Sick of high energy prices? You may soon have more relief than you'd like.

After two commodity price spikes in four years, $100-a-barrel crude and $4-a-gallon gasoline are starting to seem like the new normal -- the price we pay, unhappily enough, for an expanding economy. Every twitch in the Middle East sounds the alarm for a new oil shock.

How low can they go?

But those cursing the wallet-thinning impact of high energy prices should be careful what they wish for. Sagging economic expectations, after all, are the likeliest route to lower energy costs, as we have seen with the recent decline in oil prices.

Retail gas prices haven't come down much yet, averaging $3.91 a gallon at last check -- a sign, says oil watcher Richard Soultanian, that "maybe even the refiners don't trust the pullback in crude prices." But if current trends continue, the pullback could go further than people expect.

There are plenty of signs economic growth is slowing. U.S. gasoline demand has fallen more than 2% over the past year, suggesting that high prices have already started to weigh on the economy. Uber-bear David Rosenberg cites recent declines in architectural billings, small business optimism, house price and manufacturing indexes. Goldman Sachs strategists note that while manufacturing employment has rebounded, recent gains are proceeding at just a quarter of the pace of the average monthly manufacturing job loss (a depressing 52,000) over the past decade.
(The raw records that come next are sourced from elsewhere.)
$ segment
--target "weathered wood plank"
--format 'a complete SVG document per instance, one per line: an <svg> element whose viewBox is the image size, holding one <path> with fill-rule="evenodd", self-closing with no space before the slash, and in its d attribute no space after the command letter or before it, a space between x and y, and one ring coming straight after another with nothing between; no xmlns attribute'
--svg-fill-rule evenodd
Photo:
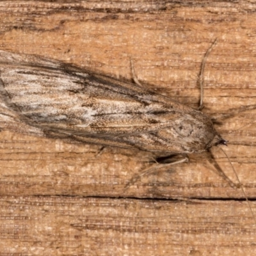
<svg viewBox="0 0 256 256"><path fill-rule="evenodd" d="M68 2L1 1L0 49L128 79L131 56L145 86L196 108L196 76L218 38L206 63L203 111L214 116L255 104L254 3ZM216 124L252 200L255 113ZM236 182L227 157L218 148L213 154ZM241 191L201 155L125 191L154 162L151 154L3 131L0 154L0 255L254 255L253 222ZM154 200L113 199L125 196ZM159 200L180 197L200 201Z"/></svg>
<svg viewBox="0 0 256 256"><path fill-rule="evenodd" d="M253 255L246 209L235 201L2 196L0 255Z"/></svg>

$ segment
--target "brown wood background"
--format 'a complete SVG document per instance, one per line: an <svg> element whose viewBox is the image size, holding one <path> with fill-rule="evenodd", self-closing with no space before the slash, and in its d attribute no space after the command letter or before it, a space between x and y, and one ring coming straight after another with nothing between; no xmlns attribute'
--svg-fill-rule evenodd
<svg viewBox="0 0 256 256"><path fill-rule="evenodd" d="M196 108L201 61L218 38L204 76L204 111L214 116L256 104L255 12L252 1L3 1L0 49L127 79L131 56L145 86ZM255 215L255 113L216 125ZM151 155L101 148L0 133L0 255L255 255L241 189L204 156L124 191ZM236 182L227 157L212 152Z"/></svg>

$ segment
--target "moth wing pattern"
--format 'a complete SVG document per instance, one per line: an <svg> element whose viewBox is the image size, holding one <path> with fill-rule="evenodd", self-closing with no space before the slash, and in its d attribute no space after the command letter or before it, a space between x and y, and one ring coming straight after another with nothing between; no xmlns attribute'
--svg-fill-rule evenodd
<svg viewBox="0 0 256 256"><path fill-rule="evenodd" d="M47 136L174 154L221 140L200 111L60 61L1 51L0 76L6 107Z"/></svg>

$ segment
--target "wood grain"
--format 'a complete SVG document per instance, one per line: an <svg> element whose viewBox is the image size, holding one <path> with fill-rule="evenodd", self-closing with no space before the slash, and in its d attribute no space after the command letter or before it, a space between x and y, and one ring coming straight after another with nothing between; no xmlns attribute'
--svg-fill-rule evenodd
<svg viewBox="0 0 256 256"><path fill-rule="evenodd" d="M255 104L255 3L177 3L1 1L0 49L128 79L131 57L145 87L196 108L202 60L218 38L203 111L214 116ZM216 127L256 215L255 113L219 118ZM242 191L204 156L125 191L154 162L151 154L8 131L0 133L0 255L253 255L255 224ZM236 182L223 152L212 154ZM173 200L180 198L197 200Z"/></svg>

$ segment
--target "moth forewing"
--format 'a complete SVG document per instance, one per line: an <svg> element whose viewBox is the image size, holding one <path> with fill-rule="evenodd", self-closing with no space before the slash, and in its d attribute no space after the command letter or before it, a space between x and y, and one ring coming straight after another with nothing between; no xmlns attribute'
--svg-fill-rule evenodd
<svg viewBox="0 0 256 256"><path fill-rule="evenodd" d="M2 104L17 124L1 123L3 129L164 156L200 153L227 143L207 115L131 83L3 51L0 75Z"/></svg>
Better late than never, economists everywhere are cutting economic growth forecasts that started 2011 in the 4% range – if probably not as much as they should. The wishful thinking impulse dies hard.

"Everyone's demand and GDP forecasts for the next six to 12 months are just way overblown," says Soultanian, whose NUS Consulting in Park Ridge, N.J., helps big companies plan for energy price shifts. "I think there is quite a good chance we will be revisiting $80-$85 oil by year-end."
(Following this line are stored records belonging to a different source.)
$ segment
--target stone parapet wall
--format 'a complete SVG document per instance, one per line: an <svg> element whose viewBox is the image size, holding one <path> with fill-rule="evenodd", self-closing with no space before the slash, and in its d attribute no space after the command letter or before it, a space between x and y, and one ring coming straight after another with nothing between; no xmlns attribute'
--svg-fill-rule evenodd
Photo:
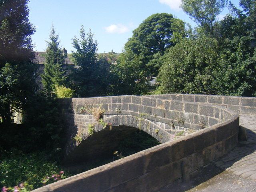
<svg viewBox="0 0 256 192"><path fill-rule="evenodd" d="M196 101L199 99L198 96L196 99L192 95L174 94L62 100L66 114L78 116L78 121L83 119L79 116L88 115L76 114L79 108L85 105L98 107L101 104L106 110L104 119L113 123L130 122L131 126L136 126L134 121L132 124L128 117L134 117L134 120L143 118L163 132L173 122L176 126L181 125L174 117L182 117L186 118L183 127L197 131L33 191L158 191L175 181L189 180L195 171L228 153L238 142L238 114L224 106L210 104L207 96L206 100L204 96L200 99L201 102L204 100L204 103L198 102ZM147 114L142 117L142 113ZM202 119L207 121L208 127L200 129L198 123Z"/></svg>
<svg viewBox="0 0 256 192"><path fill-rule="evenodd" d="M89 124L93 123L96 132L103 129L93 118L91 111L88 111L93 108L100 107L105 110L104 120L107 123L142 129L161 143L172 140L174 133L177 131L191 130L192 132L202 129L228 119L234 113L222 106L208 104L135 96L73 98L61 101L66 112L65 119L68 120L69 125L67 154L80 144L72 139L77 133L83 140L89 136ZM125 123L120 124L119 118L125 116L136 118L129 118ZM106 118L112 116L115 120Z"/></svg>
<svg viewBox="0 0 256 192"><path fill-rule="evenodd" d="M240 114L256 114L256 98L212 95L167 94L146 96L154 98L223 106Z"/></svg>

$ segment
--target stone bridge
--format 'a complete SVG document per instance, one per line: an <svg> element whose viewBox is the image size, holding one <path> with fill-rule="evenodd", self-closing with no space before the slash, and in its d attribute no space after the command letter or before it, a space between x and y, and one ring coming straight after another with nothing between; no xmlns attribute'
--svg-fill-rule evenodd
<svg viewBox="0 0 256 192"><path fill-rule="evenodd" d="M230 151L238 142L239 114L256 112L255 98L212 95L123 96L60 102L67 125L69 163L97 158L106 148L113 151L118 143L114 139L123 139L136 128L162 144L35 192L159 191L173 182L189 180L197 170ZM174 136L180 132L186 135ZM98 146L97 151L90 146Z"/></svg>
That forecast, mind you, presumes that the economy continues to limp along at a 2%-3% annual clip. But with the Federal Reserve scheduled to end its bond-buying program next month and federal support for overstretched state budgets ending as well this spring, a half-hearted U.S. expansion looks considerably more vulnerable than it did coming into 2011.

Fiscal tightening and monetary neutrality are hardly shocking developments, of course. But talk of the Fed heading for the exit ignores the impact of higher energy prices themselves. One rule of thumb has it that the economy goes into recession after the oil price triples -- which it has done since its 2008 panic low.

And though almost no one talks about the dreaded double-dip recession any more, the soft data and the many shocks we have already taken this year, from the Mideast unrest to the Japanese tsunami, should remind us we are hardly out of those woods.

"I don't see how we're going to fill the vacuum" of all the federal money that has been pumped into the economy, says Soultanian. "That doesn't mean you end up in a recession, but the chances are a lot higher than people appreciate. Maybe 25%?"

It is impossible to say how far oil prices might drop in a substantial U.S. slowdown, of course. A plunge to the 2008 lows seems implausible, but then until a few months ago so did a return to $4 gasoline.

In any case, a slowdown stands to undermine the fragile jobs recovery that Ben Bernanke has staked so much on. And the higher unemployment goes, the more people will be apt to remember that a little inflation pressure, as unpleasant as it is, beats the alternative.